This document describes the YAML configuration schema consumed by the lighthouse CLI, including both the static-site pipeline and the Harbor platform runtime.

Table of Contents

Config Loading

The CLI loads configuration from either:

  • a single YAML file
  • a config directory with command-specific files

Default config directory:

~/.lighthouse/config/

Use --config to point to a different file or directory.

The preferred layout is a config directory with separate files:

  • lighthouse.yml or lighthouse.yaml
  • harbor.yml or harbor.yaml

Those files should use the namespaced roots:

  • LIGHTHOUSE:
  • HARBOR:

Directory-loading behavior is command-specific:

  • static Lighthouse commands only scan lighthouse.yml|yaml
  • Harbor commands only scan harbor.yml|yaml

GLOBAL is reserved for future shared settings, but the current directory loaders do not scan global.yml.
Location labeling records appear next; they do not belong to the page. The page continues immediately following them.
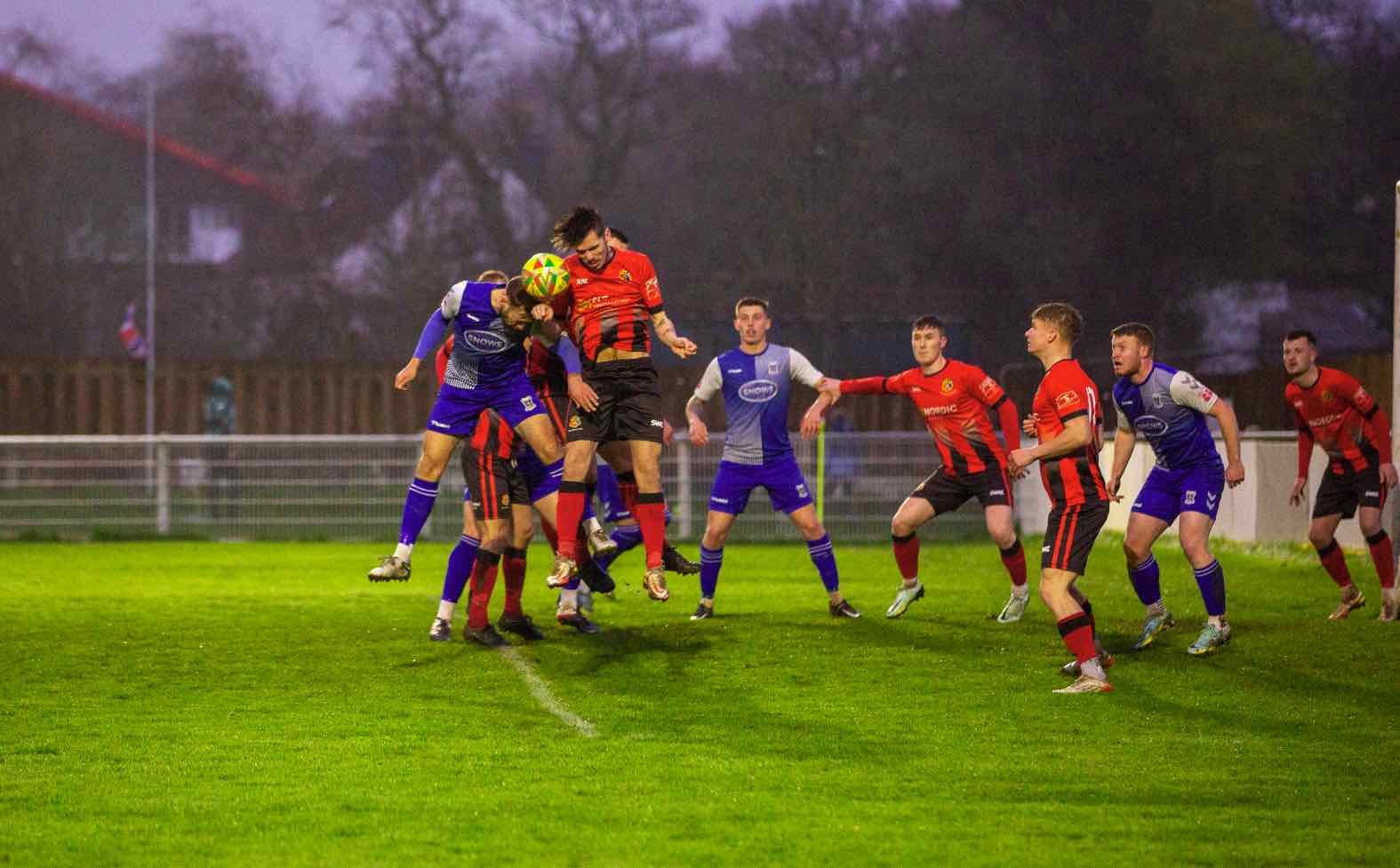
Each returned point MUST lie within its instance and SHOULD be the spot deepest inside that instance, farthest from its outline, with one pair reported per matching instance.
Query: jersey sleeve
(1123, 418)
(988, 389)
(803, 370)
(1192, 393)
(452, 301)
(710, 381)
(1358, 395)
(1068, 396)
(652, 289)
For backward compatibility, explicit flat Lighthouse-only files still load when you point --config at that file directly.

Top-Level Keys

Supported root namespaces:

  • GLOBAL Reserved for shared operator settings.
  • LIGHTHOUSE Static-site build, deploy, rating, RSS, and source materialization config.
  • HARBOR Harbor build, runtime, auth, and app-hosting config.

GLOBAL

GLOBAL is intentionally sparse in v1. It exists so the config surface can stay unified while Lighthouse and Harbor keep separate schemas.

LIGHTHOUSE

LIGHTHOUSE uses the existing static-site schema. Required unless marked optional:

  • LIGHTHOUSE_CLONE_URL
  • LIGHTHOUSE_DIRECTORY
  • LIGHTHOUSE_BRANCH
  • BUILD_COMMAND
  • BUILD_OUTPUT_DIR
  • DEPLOY_ROOT
  • RETAIN_DEPLOYMENTS
  • EMAIL
  • CLOUDFLARE
  • REMOTE
  • RSS
  • RATINGS
  • SOURCES

The sections below still refer to the keys inside LIGHTHOUSE:.

HARBOR

Supported keys:

  • SOURCE_DIR
  • CLONE_URL
  • BRANCH
  • DEPLOY_ROOT
  • RETAIN_DEPLOYMENTS
  • RUNTIME_DIR
  • DATABASE_URL
  • BIND_HOST
  • BIND_PORT
  • PUBLIC_BASE_URL
  • OIDC
  • PERMISSIONS
  • MAINTENANCE
  • WORKSPACE
  • APPS

Key Harbor behaviors:

  • Harbor is server-local in v1
  • Harbor itself is sourced from exactly one mode:
    • SOURCE_DIR
    • or CLONE_URL + BRANCH
  • Harbor stores mutable platform state in Postgres via DATABASE_URL
  • docked apps are sourced from exactly one mode:
    • SOURCE_DIR
    • or CLONE_URL + BRANCH
  • docked apps are built and staged into Harbor releases
  • docked apps must load runtime settings from a config file
  • Harbor injects resolved identity, roles, and permissions when it proxies requests
  • Harbor owns the built-in /myself/ route; app slug myself is reserved and may not be used by docked apps

DATABASE_URL should point Harbor at a Postgres schema it owns for:

  • users
  • direct permissions
  • user preferences
  • maintenance state
  • Harbor API keys

When Harbor itself uses CLONE_URL + BRANCH, the CLI clones or updates that checkout inside the Harbor repo cache before building the Harbor runtime.

OIDC supported keys:

  • ENABLED
  • MODE
  • ISSUER_PATH
  • CLIENT_ID
  • CLIENT_SECRET
  • SESSION_COOKIE_NAME
  • SESSION_SECRET
  • EMBEDDED_USERS

Only MODE: embedded is supported in v1.

Each EMBEDDED_USERS entry supports:

  • USERNAME
  • DISPLAY_USERNAME
  • PASSWORD
  • SUBJECT
  • NAME
  • EMAIL
  • ROLES

Harbor normalizes canonical usernames to lowercase and only allows:

  • a-z
  • 0-9
  • _
  • -

The normalized canonical username is used for identity and route-safe slugs. DISPLAY_USERNAME is the human-facing label shown in Harbor and apps. If DISPLAY_USERNAME is omitted, the raw configured USERNAME value is used for display before normalization.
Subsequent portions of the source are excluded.